I've seen an interesting ad for USAF on some website recently. It was made as a flash mini-game, stylized after an old arcade with an airplane flying bottom to top (or, rather the terrain moving under it), with some green squares moving towards the plane. I was even going to shoot some of these green squares, but turns out, the game is not about shooting the crap out of things (the whole purpose of an air force, I think), but you're supposed to "drop humanitarian aid", green squares are the targets for the aid.

They must have an urgent need for pacifists for some reason :)

15 April, 2008

How to get a new car using a cell phone.

Pretty simple - if someone yakking on the cell phone smashes into your car, totaling it, their insurance would pay for a new car. The problem didn't specify you have to use the phone, did it?

10 April, 2008

Perpetual calendar in the head

Today is Thrusday, April 10th, which day of the week is September 3rd? It is actually easy to calculate these things, without the computer's help:

As today is Thursday, 17th, 24th and 31st are also Thursdays. April has only 30 days, so 31st of April is actually May 1st (and it is a Thursday).

Continue with Thursdays: May 1st, 8th, 15th, 22nd, 29th, 36th. May 36th is (36 - 31) = 5th of June.

June 5th, 12th, 19th, 26th, 33rd [-30] = July 3rd, 10th, 17th, 24th, 31st, July 38th = August 7th, 14th, 21st, 28th, 35th, which is September 4th - those were all Thursdays, so September 3rd is a Wednesday.

To go faster we could add several weeks at a time - like 3 or 4 to not overshoot a month completely. 3 weeks (21 days) probably is easier to add, arithmetics-wise, than 28 days.

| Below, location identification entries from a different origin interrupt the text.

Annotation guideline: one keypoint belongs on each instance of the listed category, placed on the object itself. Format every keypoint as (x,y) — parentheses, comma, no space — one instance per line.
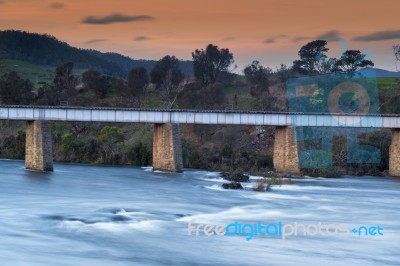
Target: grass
(389,87)
(37,74)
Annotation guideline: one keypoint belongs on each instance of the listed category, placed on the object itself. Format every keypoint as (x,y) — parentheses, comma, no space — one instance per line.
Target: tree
(64,79)
(258,76)
(94,81)
(312,56)
(352,60)
(15,90)
(210,63)
(138,79)
(167,77)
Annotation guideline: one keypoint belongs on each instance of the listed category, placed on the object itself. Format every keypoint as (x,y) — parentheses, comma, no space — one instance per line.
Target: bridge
(167,154)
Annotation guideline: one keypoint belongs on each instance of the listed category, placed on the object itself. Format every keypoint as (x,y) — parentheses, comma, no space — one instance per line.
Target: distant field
(37,74)
(389,87)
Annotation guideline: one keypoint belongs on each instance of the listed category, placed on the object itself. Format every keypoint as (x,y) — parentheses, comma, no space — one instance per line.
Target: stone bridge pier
(38,147)
(167,148)
(285,154)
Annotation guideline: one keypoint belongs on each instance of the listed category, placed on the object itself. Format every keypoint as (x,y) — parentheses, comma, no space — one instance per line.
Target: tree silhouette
(353,60)
(138,79)
(312,56)
(210,63)
(15,90)
(167,77)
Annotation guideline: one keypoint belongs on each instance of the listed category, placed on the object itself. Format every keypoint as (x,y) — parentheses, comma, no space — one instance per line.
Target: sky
(270,31)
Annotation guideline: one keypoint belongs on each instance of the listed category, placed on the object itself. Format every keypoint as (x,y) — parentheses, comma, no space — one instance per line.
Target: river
(98,215)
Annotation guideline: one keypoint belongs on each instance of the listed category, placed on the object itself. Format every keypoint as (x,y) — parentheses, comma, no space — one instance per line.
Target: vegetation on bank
(225,148)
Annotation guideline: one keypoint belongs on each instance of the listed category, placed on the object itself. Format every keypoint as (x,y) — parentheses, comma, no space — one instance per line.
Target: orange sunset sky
(271,31)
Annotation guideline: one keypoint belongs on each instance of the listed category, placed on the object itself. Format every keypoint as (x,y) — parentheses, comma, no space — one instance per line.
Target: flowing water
(94,215)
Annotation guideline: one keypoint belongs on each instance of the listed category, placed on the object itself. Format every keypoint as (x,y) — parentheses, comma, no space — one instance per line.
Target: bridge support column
(38,147)
(285,155)
(394,154)
(167,148)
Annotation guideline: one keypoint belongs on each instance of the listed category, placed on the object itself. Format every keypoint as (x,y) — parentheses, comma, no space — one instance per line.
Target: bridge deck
(126,115)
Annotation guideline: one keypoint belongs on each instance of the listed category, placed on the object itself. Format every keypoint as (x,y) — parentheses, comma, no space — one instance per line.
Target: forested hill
(45,49)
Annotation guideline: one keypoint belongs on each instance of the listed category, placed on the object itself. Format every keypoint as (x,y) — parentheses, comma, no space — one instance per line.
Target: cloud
(379,36)
(141,38)
(274,38)
(300,38)
(95,41)
(330,36)
(229,38)
(57,5)
(114,18)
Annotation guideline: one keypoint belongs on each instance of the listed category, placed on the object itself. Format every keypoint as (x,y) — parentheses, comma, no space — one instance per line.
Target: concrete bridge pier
(394,154)
(285,155)
(38,147)
(167,148)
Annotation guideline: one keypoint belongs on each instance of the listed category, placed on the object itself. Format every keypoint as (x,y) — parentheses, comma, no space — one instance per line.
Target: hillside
(46,50)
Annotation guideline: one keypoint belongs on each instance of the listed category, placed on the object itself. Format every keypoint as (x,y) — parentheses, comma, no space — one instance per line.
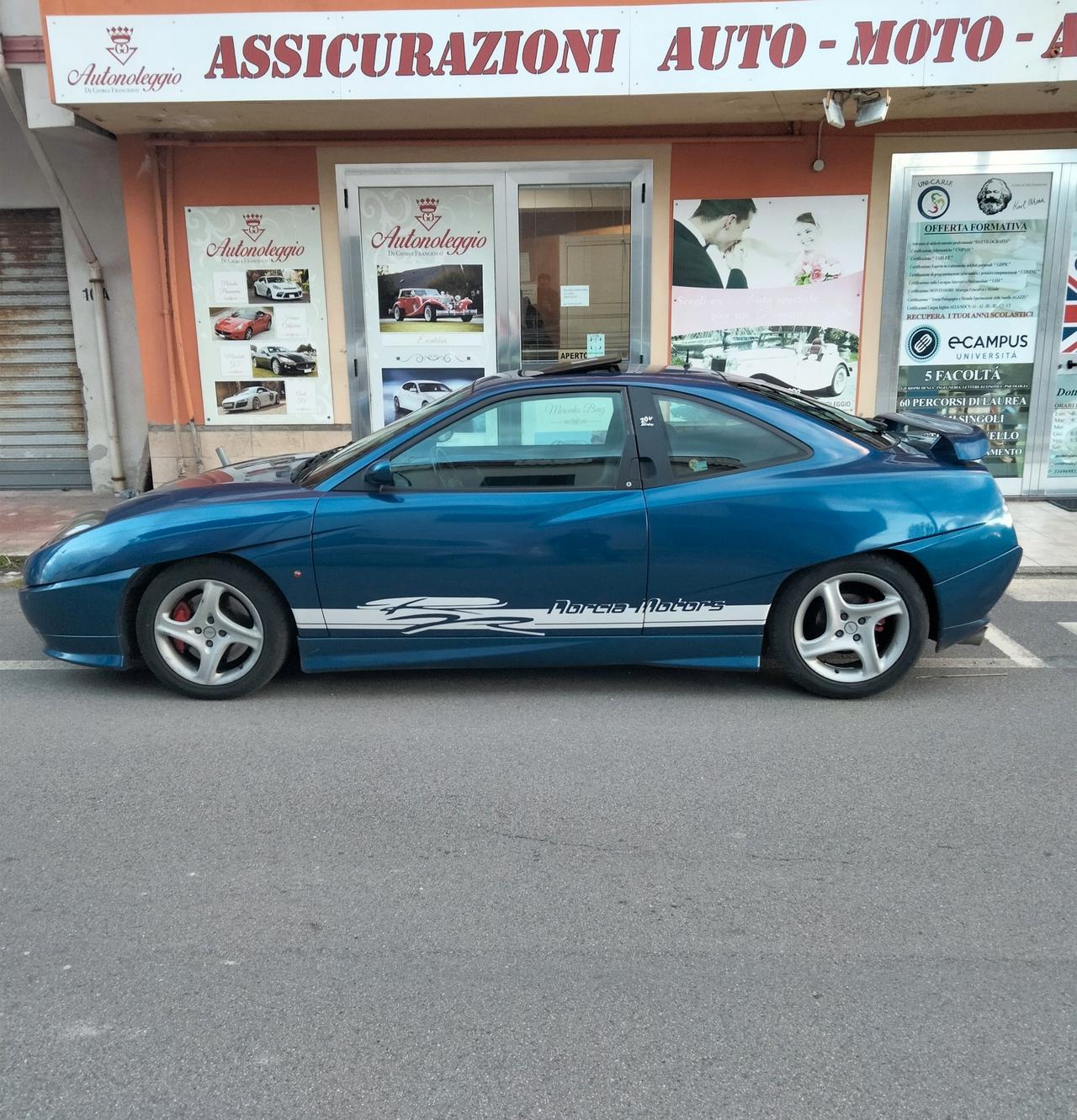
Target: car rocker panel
(843,555)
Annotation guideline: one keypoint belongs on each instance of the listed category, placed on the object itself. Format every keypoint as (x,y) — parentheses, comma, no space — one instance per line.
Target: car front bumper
(78,621)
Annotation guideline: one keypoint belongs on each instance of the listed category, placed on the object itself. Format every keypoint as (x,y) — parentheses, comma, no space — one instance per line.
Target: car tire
(824,615)
(243,599)
(839,381)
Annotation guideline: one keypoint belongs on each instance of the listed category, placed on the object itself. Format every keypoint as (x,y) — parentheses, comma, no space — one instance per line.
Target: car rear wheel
(839,381)
(213,629)
(850,628)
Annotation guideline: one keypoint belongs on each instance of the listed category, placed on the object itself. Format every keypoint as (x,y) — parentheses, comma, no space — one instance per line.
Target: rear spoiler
(945,439)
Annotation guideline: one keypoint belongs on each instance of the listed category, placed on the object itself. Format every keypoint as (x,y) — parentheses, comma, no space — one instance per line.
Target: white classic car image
(417,395)
(813,366)
(273,286)
(251,400)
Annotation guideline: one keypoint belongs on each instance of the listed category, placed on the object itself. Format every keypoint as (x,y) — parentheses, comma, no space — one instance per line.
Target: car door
(724,495)
(517,528)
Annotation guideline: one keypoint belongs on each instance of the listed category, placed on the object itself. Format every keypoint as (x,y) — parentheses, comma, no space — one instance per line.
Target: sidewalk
(28,518)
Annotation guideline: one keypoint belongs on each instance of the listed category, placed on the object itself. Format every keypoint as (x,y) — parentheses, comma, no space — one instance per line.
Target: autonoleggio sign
(556,51)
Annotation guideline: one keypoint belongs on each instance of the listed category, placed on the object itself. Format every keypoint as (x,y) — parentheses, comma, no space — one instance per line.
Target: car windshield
(870,430)
(326,464)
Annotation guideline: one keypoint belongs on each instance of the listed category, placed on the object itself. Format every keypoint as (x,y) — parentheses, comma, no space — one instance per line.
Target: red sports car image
(244,322)
(429,304)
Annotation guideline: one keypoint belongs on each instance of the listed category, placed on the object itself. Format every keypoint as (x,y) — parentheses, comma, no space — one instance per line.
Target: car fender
(177,524)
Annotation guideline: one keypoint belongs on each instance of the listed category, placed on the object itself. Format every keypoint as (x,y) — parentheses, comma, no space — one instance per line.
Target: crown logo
(427,215)
(253,226)
(121,48)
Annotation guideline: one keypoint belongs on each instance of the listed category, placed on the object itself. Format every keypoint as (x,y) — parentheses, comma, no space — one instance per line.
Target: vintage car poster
(771,288)
(427,294)
(972,294)
(1063,459)
(260,307)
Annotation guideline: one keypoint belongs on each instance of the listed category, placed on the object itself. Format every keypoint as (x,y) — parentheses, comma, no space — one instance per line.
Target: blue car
(588,515)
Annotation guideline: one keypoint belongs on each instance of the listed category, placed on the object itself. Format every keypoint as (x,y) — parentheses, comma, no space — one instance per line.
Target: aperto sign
(558,51)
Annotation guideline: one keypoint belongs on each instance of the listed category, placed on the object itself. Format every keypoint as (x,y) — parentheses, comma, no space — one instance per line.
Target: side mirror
(379,475)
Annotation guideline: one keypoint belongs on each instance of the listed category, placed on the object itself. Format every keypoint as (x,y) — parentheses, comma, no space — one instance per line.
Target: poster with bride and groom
(771,288)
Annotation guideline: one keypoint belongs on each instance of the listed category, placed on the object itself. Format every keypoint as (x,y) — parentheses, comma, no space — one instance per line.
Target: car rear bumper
(965,602)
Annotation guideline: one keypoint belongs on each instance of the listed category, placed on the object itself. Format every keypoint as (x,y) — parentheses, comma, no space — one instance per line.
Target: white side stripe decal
(424,614)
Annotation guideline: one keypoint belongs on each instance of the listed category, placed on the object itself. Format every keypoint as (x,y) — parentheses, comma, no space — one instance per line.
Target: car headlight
(80,524)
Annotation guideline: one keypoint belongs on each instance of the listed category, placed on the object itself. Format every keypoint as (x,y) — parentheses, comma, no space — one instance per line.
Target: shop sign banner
(971,306)
(771,288)
(260,307)
(556,51)
(1063,459)
(427,294)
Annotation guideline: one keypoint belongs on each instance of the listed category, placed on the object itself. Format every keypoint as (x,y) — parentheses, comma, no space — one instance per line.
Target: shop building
(336,216)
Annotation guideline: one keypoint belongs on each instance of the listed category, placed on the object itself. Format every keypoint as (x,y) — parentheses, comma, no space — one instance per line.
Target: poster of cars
(972,295)
(427,294)
(260,306)
(1063,459)
(771,288)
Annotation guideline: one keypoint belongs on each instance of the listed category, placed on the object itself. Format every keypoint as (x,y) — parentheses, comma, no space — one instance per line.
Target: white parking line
(1013,650)
(20,666)
(1043,589)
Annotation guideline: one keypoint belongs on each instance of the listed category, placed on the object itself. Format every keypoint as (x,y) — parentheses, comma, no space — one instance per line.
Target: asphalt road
(586,894)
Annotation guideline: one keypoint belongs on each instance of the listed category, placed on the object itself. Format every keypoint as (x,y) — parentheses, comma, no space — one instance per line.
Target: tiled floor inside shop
(1047,534)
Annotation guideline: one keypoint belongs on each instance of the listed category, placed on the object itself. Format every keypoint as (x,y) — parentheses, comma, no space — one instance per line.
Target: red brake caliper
(180,614)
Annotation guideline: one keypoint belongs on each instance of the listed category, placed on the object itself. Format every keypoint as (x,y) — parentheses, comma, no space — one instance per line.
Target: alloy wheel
(209,632)
(851,628)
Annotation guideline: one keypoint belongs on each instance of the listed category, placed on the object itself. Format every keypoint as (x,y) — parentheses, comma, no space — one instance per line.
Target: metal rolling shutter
(43,422)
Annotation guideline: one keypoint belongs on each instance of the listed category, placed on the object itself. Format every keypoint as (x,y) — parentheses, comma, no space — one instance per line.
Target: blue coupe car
(589,515)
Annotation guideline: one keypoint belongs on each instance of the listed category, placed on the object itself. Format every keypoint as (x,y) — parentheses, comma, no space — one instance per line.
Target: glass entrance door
(456,273)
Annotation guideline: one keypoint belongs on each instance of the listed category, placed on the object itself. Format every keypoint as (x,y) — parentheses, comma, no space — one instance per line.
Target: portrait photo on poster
(771,289)
(406,391)
(447,295)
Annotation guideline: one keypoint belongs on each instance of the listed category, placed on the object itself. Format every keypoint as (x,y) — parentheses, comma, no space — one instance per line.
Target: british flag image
(1069,316)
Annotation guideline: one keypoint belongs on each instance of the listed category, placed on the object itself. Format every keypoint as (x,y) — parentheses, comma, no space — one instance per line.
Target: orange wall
(202,177)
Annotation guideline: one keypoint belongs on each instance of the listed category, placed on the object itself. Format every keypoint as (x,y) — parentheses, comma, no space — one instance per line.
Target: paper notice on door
(290,322)
(230,287)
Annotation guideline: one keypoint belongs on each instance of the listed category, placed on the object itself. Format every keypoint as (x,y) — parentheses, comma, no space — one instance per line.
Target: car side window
(542,442)
(704,440)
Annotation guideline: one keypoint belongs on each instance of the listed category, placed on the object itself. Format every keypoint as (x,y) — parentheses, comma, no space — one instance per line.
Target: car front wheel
(850,628)
(213,629)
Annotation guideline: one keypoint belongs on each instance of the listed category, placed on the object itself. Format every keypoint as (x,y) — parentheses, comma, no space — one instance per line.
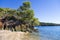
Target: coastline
(8,35)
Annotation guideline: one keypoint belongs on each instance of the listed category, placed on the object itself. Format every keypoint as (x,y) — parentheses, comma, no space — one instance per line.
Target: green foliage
(27,14)
(24,13)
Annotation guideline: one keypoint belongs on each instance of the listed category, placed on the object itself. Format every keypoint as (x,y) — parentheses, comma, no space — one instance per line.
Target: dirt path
(8,35)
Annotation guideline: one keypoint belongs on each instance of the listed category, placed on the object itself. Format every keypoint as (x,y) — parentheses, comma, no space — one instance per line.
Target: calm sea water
(49,32)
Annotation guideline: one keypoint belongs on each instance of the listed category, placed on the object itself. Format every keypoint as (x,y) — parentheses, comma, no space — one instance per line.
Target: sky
(44,10)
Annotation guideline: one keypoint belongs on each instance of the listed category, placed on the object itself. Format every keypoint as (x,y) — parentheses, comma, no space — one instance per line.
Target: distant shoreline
(48,24)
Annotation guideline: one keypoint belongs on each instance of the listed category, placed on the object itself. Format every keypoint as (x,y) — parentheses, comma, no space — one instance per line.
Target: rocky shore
(8,35)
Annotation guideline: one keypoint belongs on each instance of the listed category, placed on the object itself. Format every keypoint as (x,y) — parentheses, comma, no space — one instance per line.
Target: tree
(27,14)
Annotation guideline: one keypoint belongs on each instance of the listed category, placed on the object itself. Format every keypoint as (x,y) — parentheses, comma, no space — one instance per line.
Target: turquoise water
(49,32)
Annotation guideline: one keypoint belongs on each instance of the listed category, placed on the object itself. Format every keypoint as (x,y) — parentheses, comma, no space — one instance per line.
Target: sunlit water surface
(49,32)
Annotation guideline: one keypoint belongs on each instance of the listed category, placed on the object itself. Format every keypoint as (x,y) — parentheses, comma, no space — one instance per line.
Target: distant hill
(48,24)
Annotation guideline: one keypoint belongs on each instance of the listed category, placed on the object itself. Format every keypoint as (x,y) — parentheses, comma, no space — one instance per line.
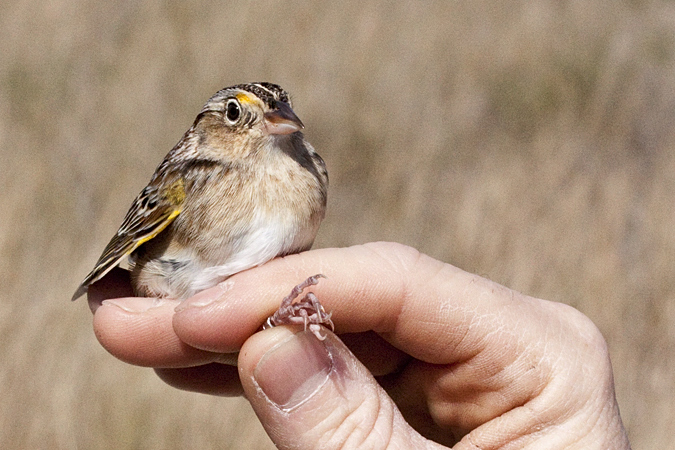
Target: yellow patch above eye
(244,99)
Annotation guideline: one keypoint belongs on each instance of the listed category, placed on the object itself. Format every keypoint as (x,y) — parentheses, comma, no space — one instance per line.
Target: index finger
(420,305)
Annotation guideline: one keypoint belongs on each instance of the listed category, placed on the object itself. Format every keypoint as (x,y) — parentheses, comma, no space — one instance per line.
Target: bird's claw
(307,311)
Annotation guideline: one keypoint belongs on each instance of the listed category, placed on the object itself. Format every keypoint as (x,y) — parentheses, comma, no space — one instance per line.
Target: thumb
(312,394)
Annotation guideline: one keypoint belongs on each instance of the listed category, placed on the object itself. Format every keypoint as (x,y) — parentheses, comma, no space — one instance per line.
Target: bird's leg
(307,311)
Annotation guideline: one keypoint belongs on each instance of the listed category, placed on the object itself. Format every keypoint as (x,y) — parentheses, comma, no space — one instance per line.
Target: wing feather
(150,213)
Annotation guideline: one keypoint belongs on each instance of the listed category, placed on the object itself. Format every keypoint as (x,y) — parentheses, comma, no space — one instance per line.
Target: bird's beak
(282,120)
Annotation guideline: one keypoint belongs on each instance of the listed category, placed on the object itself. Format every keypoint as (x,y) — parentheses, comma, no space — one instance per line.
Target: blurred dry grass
(530,142)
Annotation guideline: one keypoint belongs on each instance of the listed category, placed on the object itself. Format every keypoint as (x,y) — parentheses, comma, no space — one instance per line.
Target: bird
(241,187)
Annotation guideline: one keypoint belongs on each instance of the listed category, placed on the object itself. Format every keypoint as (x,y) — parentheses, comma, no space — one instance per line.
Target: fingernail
(136,304)
(207,297)
(291,372)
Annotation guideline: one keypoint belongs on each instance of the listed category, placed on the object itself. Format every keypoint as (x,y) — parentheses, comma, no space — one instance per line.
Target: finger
(420,305)
(212,379)
(315,394)
(139,331)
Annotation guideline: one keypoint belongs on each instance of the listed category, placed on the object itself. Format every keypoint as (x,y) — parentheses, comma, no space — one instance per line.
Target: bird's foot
(307,311)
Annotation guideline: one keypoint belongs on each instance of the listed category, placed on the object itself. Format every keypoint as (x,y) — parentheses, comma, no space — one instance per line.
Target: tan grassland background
(531,142)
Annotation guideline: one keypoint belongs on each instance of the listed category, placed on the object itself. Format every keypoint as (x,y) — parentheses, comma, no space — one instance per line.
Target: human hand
(462,358)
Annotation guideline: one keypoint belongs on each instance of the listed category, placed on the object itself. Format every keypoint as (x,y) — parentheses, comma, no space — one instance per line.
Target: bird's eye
(232,111)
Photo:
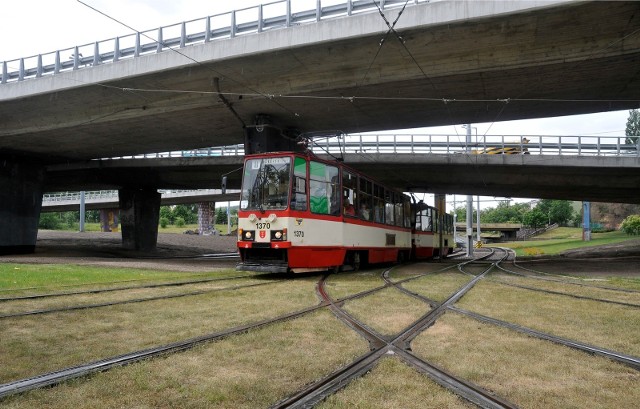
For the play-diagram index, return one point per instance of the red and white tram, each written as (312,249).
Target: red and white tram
(300,213)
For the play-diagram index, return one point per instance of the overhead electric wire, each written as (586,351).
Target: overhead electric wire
(189,58)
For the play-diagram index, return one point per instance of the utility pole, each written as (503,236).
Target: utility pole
(478,218)
(586,221)
(82,211)
(469,205)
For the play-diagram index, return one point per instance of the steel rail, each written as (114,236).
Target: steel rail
(130,301)
(318,391)
(581,297)
(57,377)
(629,360)
(132,287)
(559,280)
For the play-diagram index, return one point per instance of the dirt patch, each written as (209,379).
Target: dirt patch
(620,259)
(177,252)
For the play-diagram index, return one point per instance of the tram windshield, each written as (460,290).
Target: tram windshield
(265,185)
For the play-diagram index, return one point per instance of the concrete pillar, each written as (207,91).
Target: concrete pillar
(139,216)
(440,203)
(109,220)
(206,216)
(20,204)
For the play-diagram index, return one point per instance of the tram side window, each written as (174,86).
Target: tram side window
(349,195)
(323,188)
(407,212)
(378,204)
(299,197)
(427,224)
(389,207)
(365,200)
(398,209)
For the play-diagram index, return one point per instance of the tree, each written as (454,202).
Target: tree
(560,212)
(631,225)
(535,218)
(221,216)
(633,127)
(167,213)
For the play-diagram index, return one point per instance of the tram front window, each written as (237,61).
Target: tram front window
(265,185)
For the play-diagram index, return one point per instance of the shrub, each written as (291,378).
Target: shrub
(49,221)
(631,225)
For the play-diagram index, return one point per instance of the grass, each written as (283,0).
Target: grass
(387,311)
(393,384)
(14,277)
(606,325)
(583,291)
(528,372)
(567,242)
(439,286)
(253,370)
(35,344)
(344,284)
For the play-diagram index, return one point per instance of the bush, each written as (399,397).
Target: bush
(631,225)
(49,221)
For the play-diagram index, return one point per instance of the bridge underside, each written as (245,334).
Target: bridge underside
(598,179)
(573,58)
(474,65)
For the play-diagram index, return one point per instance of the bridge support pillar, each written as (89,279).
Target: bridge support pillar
(20,204)
(139,216)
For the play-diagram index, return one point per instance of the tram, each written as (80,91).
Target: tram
(299,213)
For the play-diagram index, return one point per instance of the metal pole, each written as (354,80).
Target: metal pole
(454,220)
(82,211)
(229,218)
(478,217)
(469,205)
(586,221)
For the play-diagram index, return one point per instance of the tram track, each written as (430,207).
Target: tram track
(380,346)
(398,345)
(130,301)
(133,287)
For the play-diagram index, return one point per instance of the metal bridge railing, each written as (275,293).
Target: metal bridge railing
(442,144)
(99,196)
(274,15)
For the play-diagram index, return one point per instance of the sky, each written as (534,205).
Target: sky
(28,28)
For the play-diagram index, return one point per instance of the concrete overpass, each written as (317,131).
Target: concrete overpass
(459,62)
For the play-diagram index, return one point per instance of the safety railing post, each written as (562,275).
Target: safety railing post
(160,40)
(288,4)
(116,49)
(39,69)
(21,70)
(96,53)
(136,52)
(232,30)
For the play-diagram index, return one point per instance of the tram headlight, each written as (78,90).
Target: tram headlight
(279,235)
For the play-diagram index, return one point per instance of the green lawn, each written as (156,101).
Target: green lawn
(564,238)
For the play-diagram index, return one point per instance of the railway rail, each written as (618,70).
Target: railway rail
(398,345)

Let's check October 17th: September 3rd is Wednesday, so September 24th is, too and so is September 45th, which is October 15th. Therefore, October 17th is a Friday.

08 February, 2008

Wireless connected but no Internet

After yet another D-Link DSL modem died on me, and being tired of another D-Link creature's, the WiFi router, nasty habit of rebooting at random every hour or so, I've upgraded to a Diamond SupraMax-yada-yada-something modem, which also includes the wireless router and stuff.

I've connected the notebook without any problems, but the desktop behaved strangely: it connected in a snap, reported Excellent signal strength and sometimes I was able to browse the Internet, but mostly I could not. I was ready to go get another router model but noticed an interesting thing: even when I seemingly hadn't the Internet connection, Skype was staying green. I also remembered a note from the manual saying any firewall software on the system should be disabled.

With the dawn of understanding shining upon me, I've typed in the IP address of the web server at work and aha! there it was. Then I tried disabling ZoneAlarm and voila! - I can haz teh Internets! But being paranoid, I just couldn't let the extra curtain go, so I turned ZoneAlarm back on but instead added the DNS servers fetched from the router's admin panel right into the wireles connection's settings. That worked, too, without having to mess with ZoneAlarm's settings.


23 January, 2008

The power of marketing legends.

Just remembered a scary story I read about how the tiny pieces of electrically-shaved facial hair are inhaled and end up in lungs, where horrible horrible tumors often start around those little hairs. The only way to prevent that from happening, the article suggested, was to go with wet shaving only, in which method the hair is bonded by the foam.

Granted, it wasn't a very reputable newspaper where I read it, but I still don't use eclectic razors. You know, what if it is at least partially true? ;)

But on the other hand, even though the joys of electric shaving is lost for me permanently, I think it's a small price to pay for the healthy skepticism I developed as a result of realizing the legend was what it was - a marketing legend. It also shows the importance of balance when creating these legends: too much FUD and you risk pushing your targets into the skeptical side.